On April 28th, Federal agents raided Rudy Giuliani’s apartment and office, as part of an investigation into the attorney and former New York mayor for lobbying law violations, according to prosecutors. But reading between the lines, Alan Dershowitz, a constitutional law expert, told The Cats Roundtable the prosecution of Rudy Giuliani was clearly about his political affiliations with President Trump.  Dershowitz compared the raid to the worst aspects of dysfunctional regimes like “Castro’s Cuba,” and a high-profile example of what happens when the courts become weapons of partisan politics.

“In many parts of the world, when a candidate loses for President, they go after the candidate, they go after his lawyers, they go after his friends—that didn’t happen in America, and that’s happening in America now,” Dershowitz said.

The partisanship was naked to see in the Justice Department’s decision to carry out a search warrant instead of a subpoena, the usual request prosecutors make with individuals who handle privileged information, such as lawyers, doctors, or priests.

“You don’t use search warrants when people have privileged information on their cell phones and on their computers, you use a subpoena,” Dershowitz told The Cats Roundtable emphatically. “But here, they’re going after him, they’re searching, they’re taking everything from his cloud and from his computers, including privileged information.  It’s just not constitutional.”

Because of the egregiousness of the case against Giuliani, Dershowitz agreed to help Giuliani out.  It’s an unlikely duo in the fight for civil rights, Dershowitz told The Cats Roundtable, but despite their own differences, they both agreed about the constitution.

“This time he’s on the side of the angels, he’s on the side of the constitution,” Dershowitz said, calling it ridiculous the Garland Justice Department would treat Giuliani like a “mafia-guy, or like he’s a terrorist.”

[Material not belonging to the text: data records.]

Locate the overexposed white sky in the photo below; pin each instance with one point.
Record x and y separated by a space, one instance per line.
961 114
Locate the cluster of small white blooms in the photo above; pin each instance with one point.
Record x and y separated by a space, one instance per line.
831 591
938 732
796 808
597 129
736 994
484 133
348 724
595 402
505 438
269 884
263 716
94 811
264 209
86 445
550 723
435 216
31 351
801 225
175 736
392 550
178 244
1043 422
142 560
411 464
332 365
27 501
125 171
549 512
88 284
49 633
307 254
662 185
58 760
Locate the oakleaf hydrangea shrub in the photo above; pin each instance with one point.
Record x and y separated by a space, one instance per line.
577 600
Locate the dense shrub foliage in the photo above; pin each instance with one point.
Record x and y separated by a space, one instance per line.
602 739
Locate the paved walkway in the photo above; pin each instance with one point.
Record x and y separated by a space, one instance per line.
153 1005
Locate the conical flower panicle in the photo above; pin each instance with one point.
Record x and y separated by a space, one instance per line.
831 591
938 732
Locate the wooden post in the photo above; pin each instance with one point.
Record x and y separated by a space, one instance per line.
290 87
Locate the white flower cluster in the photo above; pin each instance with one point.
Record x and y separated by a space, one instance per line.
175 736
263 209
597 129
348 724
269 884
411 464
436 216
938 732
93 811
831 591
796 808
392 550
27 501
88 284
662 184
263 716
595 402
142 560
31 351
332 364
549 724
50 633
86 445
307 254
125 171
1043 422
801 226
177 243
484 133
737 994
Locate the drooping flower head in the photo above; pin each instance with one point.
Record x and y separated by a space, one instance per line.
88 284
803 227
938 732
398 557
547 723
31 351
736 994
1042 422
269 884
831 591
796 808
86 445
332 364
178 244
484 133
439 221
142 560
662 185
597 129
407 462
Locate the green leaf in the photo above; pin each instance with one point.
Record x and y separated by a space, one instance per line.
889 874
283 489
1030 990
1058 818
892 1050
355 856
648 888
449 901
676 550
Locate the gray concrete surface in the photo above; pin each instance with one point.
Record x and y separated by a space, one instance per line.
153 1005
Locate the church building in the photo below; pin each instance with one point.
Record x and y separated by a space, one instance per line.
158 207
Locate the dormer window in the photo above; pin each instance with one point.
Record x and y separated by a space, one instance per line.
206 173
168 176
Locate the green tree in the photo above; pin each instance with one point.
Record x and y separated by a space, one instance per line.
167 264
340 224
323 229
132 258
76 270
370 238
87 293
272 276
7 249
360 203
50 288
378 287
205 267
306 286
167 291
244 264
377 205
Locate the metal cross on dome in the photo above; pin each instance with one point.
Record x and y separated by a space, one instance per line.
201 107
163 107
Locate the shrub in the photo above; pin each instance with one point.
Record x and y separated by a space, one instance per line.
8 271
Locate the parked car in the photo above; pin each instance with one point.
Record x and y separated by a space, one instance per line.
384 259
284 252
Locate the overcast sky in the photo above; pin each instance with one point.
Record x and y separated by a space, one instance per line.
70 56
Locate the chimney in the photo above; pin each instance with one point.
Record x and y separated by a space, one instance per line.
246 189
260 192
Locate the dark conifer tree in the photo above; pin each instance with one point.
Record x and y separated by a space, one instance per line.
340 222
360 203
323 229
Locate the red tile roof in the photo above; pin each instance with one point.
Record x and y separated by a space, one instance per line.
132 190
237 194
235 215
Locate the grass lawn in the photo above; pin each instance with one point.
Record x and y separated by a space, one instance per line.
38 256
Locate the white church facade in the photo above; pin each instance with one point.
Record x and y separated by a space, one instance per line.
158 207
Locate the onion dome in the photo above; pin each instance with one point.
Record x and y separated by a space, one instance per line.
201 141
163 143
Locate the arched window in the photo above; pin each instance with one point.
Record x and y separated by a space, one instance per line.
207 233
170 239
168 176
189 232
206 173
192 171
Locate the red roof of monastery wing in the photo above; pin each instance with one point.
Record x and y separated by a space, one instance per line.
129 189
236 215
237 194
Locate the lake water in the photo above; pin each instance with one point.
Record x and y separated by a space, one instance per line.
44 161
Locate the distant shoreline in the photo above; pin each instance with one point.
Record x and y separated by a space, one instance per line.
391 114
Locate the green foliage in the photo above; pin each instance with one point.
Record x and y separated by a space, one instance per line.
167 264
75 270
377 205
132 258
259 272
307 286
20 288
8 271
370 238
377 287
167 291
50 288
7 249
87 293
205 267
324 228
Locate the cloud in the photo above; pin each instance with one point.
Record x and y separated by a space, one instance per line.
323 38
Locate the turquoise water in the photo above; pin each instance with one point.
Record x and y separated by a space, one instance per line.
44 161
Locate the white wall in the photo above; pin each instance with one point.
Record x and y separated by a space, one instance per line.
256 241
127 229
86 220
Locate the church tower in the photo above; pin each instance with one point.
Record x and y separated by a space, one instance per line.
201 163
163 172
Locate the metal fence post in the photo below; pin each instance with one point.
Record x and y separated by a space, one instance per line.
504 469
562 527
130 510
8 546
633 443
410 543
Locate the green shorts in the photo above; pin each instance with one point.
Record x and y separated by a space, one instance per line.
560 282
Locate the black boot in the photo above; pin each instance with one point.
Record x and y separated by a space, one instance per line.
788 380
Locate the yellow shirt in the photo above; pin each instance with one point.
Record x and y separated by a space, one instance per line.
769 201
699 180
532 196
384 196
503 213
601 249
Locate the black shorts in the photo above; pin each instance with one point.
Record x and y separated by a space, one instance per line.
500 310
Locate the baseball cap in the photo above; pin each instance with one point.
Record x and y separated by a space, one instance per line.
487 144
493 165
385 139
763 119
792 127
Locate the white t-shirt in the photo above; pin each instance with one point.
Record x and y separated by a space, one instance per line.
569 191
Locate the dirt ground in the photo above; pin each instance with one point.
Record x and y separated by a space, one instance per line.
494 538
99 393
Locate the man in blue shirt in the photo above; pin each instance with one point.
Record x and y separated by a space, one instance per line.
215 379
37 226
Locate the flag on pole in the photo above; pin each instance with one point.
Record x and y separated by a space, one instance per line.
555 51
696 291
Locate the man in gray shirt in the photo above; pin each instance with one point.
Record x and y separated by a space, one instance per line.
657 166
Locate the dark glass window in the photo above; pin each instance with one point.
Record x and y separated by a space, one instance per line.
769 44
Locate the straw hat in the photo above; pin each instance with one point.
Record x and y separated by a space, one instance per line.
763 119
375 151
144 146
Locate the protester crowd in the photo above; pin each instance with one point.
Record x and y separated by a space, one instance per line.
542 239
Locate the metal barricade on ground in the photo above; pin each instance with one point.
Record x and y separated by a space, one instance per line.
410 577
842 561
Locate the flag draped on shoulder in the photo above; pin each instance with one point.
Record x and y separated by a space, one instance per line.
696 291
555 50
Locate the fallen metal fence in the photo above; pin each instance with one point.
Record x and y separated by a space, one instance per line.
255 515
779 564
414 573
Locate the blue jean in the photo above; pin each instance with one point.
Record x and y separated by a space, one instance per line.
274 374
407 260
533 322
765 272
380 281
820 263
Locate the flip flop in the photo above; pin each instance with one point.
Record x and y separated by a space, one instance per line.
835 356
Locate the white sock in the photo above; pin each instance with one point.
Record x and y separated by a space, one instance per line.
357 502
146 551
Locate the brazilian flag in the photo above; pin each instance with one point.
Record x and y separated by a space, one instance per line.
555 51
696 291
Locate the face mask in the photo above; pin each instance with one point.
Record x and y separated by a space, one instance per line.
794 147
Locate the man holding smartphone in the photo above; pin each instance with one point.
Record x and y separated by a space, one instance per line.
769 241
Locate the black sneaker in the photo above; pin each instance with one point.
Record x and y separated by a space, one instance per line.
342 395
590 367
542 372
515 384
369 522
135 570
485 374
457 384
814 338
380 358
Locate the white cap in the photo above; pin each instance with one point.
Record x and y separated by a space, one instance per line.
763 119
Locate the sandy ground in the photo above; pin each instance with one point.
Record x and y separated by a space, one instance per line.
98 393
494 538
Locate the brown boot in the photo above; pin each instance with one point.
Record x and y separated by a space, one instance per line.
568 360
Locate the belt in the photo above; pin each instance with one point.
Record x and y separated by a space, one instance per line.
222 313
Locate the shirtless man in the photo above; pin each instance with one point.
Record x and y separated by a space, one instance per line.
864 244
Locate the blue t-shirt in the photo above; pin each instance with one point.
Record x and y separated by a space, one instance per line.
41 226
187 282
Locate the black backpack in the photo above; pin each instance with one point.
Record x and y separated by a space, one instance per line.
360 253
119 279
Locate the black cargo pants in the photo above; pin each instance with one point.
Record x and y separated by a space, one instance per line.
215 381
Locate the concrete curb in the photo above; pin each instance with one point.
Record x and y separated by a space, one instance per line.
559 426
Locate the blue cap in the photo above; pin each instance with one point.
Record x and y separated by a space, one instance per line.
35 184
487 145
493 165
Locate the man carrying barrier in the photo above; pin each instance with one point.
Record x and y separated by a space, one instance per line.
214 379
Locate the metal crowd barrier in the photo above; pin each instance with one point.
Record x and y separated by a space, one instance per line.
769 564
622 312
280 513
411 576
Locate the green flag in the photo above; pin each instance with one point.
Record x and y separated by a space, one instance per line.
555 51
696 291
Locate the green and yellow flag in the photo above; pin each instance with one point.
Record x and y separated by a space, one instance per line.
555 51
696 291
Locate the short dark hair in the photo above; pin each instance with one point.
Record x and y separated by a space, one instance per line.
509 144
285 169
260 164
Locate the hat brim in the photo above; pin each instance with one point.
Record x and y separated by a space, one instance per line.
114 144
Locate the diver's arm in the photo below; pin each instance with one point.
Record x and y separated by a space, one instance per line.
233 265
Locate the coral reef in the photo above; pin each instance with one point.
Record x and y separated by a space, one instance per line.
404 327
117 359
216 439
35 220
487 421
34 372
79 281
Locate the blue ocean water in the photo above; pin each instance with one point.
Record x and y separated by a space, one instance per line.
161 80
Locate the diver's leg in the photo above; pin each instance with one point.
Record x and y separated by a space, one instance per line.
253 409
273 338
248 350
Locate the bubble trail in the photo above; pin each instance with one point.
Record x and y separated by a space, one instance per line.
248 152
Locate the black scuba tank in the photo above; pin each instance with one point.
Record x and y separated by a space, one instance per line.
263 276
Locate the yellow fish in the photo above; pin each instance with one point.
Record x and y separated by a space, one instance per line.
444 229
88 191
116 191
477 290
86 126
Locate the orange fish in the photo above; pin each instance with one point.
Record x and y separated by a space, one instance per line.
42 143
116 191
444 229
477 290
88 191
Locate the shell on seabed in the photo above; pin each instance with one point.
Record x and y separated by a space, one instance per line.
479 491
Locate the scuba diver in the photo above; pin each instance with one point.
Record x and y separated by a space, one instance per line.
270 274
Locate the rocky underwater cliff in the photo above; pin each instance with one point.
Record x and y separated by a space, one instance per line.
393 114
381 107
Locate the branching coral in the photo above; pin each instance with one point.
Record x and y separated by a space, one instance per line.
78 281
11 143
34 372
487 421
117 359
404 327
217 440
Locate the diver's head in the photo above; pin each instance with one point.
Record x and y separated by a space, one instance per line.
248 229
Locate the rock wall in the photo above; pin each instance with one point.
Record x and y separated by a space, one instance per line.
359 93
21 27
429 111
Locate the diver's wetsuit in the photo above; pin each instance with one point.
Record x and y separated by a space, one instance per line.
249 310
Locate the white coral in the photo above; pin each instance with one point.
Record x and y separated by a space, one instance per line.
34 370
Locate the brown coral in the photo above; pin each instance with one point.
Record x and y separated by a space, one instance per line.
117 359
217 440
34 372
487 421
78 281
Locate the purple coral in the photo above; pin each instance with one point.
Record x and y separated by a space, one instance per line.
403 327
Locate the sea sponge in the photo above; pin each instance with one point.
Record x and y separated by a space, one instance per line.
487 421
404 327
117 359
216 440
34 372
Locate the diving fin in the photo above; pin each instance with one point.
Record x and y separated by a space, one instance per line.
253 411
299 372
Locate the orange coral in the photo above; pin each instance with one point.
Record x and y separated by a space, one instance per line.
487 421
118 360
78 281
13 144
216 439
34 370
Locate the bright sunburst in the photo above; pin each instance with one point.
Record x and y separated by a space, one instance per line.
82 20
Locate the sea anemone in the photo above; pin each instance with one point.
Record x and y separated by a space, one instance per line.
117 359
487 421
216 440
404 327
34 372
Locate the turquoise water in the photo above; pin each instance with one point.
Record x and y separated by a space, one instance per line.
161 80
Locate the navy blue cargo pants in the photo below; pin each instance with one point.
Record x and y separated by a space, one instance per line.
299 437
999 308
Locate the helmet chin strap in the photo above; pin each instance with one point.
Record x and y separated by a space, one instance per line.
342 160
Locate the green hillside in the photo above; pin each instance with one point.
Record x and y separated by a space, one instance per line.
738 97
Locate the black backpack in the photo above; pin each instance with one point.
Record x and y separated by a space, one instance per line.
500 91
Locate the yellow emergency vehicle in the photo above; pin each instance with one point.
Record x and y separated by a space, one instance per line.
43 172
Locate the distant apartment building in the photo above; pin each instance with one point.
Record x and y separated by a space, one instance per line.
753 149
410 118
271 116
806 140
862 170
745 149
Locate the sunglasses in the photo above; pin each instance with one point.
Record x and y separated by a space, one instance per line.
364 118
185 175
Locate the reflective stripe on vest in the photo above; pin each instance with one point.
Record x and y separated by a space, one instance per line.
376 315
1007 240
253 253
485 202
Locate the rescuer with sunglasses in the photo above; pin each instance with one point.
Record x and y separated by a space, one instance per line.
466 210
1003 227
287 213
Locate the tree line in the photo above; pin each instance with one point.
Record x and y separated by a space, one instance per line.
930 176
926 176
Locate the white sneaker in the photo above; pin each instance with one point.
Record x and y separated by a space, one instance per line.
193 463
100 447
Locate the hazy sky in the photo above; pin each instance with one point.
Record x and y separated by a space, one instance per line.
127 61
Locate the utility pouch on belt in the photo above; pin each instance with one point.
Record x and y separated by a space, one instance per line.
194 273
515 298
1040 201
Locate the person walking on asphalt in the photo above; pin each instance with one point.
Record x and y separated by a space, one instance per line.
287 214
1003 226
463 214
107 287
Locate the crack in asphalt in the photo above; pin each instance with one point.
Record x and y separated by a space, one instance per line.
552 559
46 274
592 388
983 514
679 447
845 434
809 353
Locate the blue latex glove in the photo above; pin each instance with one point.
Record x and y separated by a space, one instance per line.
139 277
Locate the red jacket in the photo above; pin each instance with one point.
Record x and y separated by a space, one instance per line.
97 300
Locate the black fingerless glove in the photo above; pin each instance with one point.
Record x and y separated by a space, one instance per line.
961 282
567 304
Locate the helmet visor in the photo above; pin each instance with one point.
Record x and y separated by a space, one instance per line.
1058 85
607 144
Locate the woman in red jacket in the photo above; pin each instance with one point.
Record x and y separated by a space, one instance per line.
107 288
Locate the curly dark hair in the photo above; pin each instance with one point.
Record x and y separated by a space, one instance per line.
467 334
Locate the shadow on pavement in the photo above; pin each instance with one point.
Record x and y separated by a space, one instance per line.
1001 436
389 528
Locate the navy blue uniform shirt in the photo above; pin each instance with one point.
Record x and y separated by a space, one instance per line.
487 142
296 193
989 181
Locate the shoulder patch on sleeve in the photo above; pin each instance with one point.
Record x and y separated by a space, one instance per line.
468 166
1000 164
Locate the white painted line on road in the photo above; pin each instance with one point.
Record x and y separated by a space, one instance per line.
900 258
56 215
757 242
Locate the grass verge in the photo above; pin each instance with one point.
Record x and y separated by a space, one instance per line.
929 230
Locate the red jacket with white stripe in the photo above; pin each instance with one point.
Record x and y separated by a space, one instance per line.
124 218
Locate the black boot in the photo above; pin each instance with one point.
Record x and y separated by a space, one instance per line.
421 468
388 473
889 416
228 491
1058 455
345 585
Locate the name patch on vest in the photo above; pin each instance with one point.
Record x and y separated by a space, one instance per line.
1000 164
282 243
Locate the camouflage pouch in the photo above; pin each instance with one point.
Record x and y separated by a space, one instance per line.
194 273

The raid on Giuliani betrayed what the true “hard left” think in regards to the constitution, or civil rights generally, Dershowitz told The Cats Roundtable, calling the government’s tactics “very dangerous” and “just not the way the government is supposed to treat its citizens.”

“They want to destroy the court as a neutral non-partisan check and balance on the popular branches of government,” Dershowitz said but added the government’s hamhanded approach could also be their undoing.

“They gave Rudy Giuliani lots of legal arguments to make, arguments, I think, he could prevail on,” he said.

Ultimately, the buck doesn’t stop with Rudy Giuliani.  While Giuliani’s case has the hallmarks of a media circus, with multiple media companies issuing retractions in their urgency to report on the case, the true alarm bells are for the privacy and civil rights of Americans generally.

“It’s not just Rudy, it’s everybody because if Rudy’s privacy is not protected if his client’s privacy is not protected, we’re all next,” Dershowitz told The Cats Roundtable.

History has proven that the erosion of civil rights, where truth becomes false, evil becomes good, is a process that occurs gradually.  Dershowitz believes that erosion is unfolding in America.  But he also believes Americans run counter to the partisanship and intolerance that are replacing the bedrock principles of the United States.

“We are a resilient people, we don’t like the government coming and intruding on us, we need to make sure we get back to where our legal system provides fair trials, we’re moving away from that,” he said. “Whatever side you’re on, democratic, conservative, liberal, whatever—you got to fight back. Because today they’re going after people that maybe you don’t like.  Tomorrow, they’ll be going after you and your friends.  The one lesson we’ve learned from history is you can’t have freedom of speech for me but not for thee, you can’t have due process for me but not for thee.”